Personally I’ve never felt compelled to participate in June’s annual “Cry Week,” but it’s probably only a matter of time before my kids will want to do so. Just tonight my might-as-well-be-adopted teenage daughter said that she was going to be picked up at 6am tomorrow “to go out to Aviation” to say goodbye to a friend. Here’s the scenario … as soon as high school graduation (which was tonight) is over, our aviation department is overrun for the next week or two with families flying out, going on furlough or finish.

Now, for the seniors whose families are simply going on furlough, they still have to face the fact that they themselves may as well be going finish. While some alumni do eventually find their way back here to visit, or even and fewer still return as appointed missionaries themselves, there are no guarantees they will ever be back.

Part Two

While they definitely do experience a fair amount of “senioritis,” I think these kids here in Ukarumpa, Papua New Guinea tend to struggle with the milestone, too – experiencing a personal tug-of-war within their spirits, conflicted by a sense of personal adventure that clashes brazenly with an expected, but still very raw, grief.

The class (this year consisting of 24 graduates) has bonded over years of living together in a unique environment, far away from their passport countries and cultures, in this place that truly has a culture all its own. They have shared everything together. And now as they walk across the stage to receive their hard-earned and long-awaited tickets to freedom, they also stand on the cusp of having to say real goodbyes to so many people who have loved and nurtured them, who understand them because they have lived this life too, and who are now departing for destinations, literally, all around the world.

Of my own graduating class in the US of 600 students, about 250 went to one state college and more than 200 others to the rival school, leaving fewer than 25% of us to go elsewhere. Of those, most of us stayed within about four southern states.

These kids are flying off to four different continents.

As per tradition, the last day of school at the Secondary Campus includes what is affectionately known as “the Wailing Wall.” I have not experienced it personally, but I am told that all the people who are leaving (graduates and others leaving for furlough or finish) line up and everyone else (in the whole school!) walks by and says goodbye to each of them.

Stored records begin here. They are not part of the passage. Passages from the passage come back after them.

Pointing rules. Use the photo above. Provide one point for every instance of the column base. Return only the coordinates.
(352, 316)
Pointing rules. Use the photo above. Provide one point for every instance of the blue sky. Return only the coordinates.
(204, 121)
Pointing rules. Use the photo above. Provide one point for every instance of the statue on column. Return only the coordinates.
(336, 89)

Tears, sniffles, sobs, hugs, piles of tissue.

Call me callous, but that just sounds like torture to me. Like someone somewhere is surely scoring a sadistic satisfaction from such a sad scene. To prove I wasn’t totally unfeeling, I asked the girls this evening how it went. They had little to say.

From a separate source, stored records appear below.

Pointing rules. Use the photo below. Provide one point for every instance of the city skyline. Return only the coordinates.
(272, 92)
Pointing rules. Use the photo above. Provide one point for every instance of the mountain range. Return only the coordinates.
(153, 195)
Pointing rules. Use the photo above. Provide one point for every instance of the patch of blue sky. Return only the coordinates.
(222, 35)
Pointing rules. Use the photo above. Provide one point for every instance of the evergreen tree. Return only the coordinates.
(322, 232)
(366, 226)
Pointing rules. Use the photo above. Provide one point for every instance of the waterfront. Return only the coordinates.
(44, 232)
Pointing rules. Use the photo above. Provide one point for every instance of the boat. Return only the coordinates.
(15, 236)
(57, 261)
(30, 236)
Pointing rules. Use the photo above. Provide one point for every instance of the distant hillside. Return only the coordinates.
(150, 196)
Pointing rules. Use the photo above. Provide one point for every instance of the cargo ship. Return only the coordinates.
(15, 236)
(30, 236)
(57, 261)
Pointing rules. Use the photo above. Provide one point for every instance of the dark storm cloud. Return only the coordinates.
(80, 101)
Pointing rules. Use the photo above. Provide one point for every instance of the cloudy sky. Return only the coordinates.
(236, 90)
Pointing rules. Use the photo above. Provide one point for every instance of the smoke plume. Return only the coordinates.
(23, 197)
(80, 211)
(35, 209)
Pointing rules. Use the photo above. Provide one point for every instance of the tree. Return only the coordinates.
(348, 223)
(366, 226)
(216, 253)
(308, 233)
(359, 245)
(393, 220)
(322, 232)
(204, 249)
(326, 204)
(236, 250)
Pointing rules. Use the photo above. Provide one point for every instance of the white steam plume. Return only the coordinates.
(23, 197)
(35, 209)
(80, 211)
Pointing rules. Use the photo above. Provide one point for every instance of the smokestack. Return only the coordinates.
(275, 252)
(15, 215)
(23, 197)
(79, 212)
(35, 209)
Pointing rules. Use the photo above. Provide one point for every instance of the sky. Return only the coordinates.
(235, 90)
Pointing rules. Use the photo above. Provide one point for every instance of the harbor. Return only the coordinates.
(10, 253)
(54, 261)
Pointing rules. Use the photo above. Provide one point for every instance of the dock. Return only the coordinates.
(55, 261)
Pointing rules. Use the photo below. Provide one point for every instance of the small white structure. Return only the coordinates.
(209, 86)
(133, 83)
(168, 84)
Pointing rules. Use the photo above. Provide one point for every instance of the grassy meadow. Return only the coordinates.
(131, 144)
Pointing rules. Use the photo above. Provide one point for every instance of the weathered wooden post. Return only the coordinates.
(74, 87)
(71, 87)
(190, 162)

“It was sad,” one of them said. Uh huh … I would think so. By its very nature … yeah.

And with that Cry Week has begun, jumpstarted by this little quirk of Ukarumpa culture.

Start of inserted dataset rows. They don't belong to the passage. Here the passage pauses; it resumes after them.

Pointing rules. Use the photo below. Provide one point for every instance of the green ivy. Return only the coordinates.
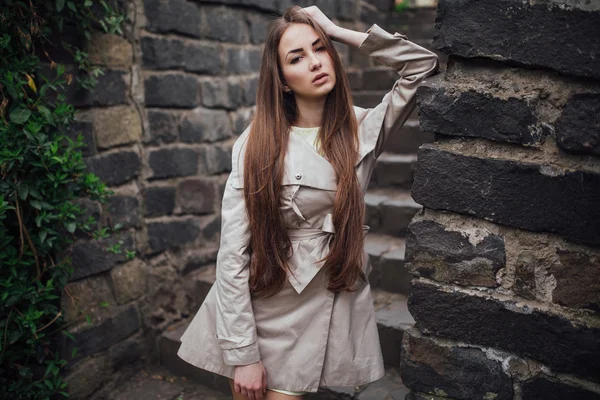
(42, 175)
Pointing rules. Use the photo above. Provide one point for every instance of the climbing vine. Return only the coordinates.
(42, 178)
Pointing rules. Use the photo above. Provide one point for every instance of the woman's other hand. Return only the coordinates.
(251, 380)
(325, 23)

So over the next couple of weeks, these same kids will be “going out to Aviation” to see their friends off. To give and receive last hugs and promises of permanent connectivity via email and Facebook. To pray together. To wave frantically and bury their faces in each others’ shoulders, and then watch through tear-blurred eyes as our single-engine planes rumble down the dirt runway and soar into the next set of life experiences.

No, I suppose I don’t tend to do goodbyes well. I’d rather do “see ya laters.” Technically, it would be okay because in Christ we most definitely will see each other again. But I wonder if these teenagers might have it right. It still doesn’t make me want to “do Cry Week,” but perhaps this is a healthier path on which to travel through grief.

These kids are some of the most resilient and amazing people I know.

“There’s more to come: We continue to shout our praise even when we’re hemmed in with troubles, because we know how troubles can develop passionate patience in us, and how that patience in turn forges the tempered steel of virtue, keeping us alert for whatever God will do next. In alert expectancy such as this, we’re never left feeling shortchanged. Quite the contrary—we can’t round up enough containers to hold everything God generously pours into our lives through the Holy Spirit!”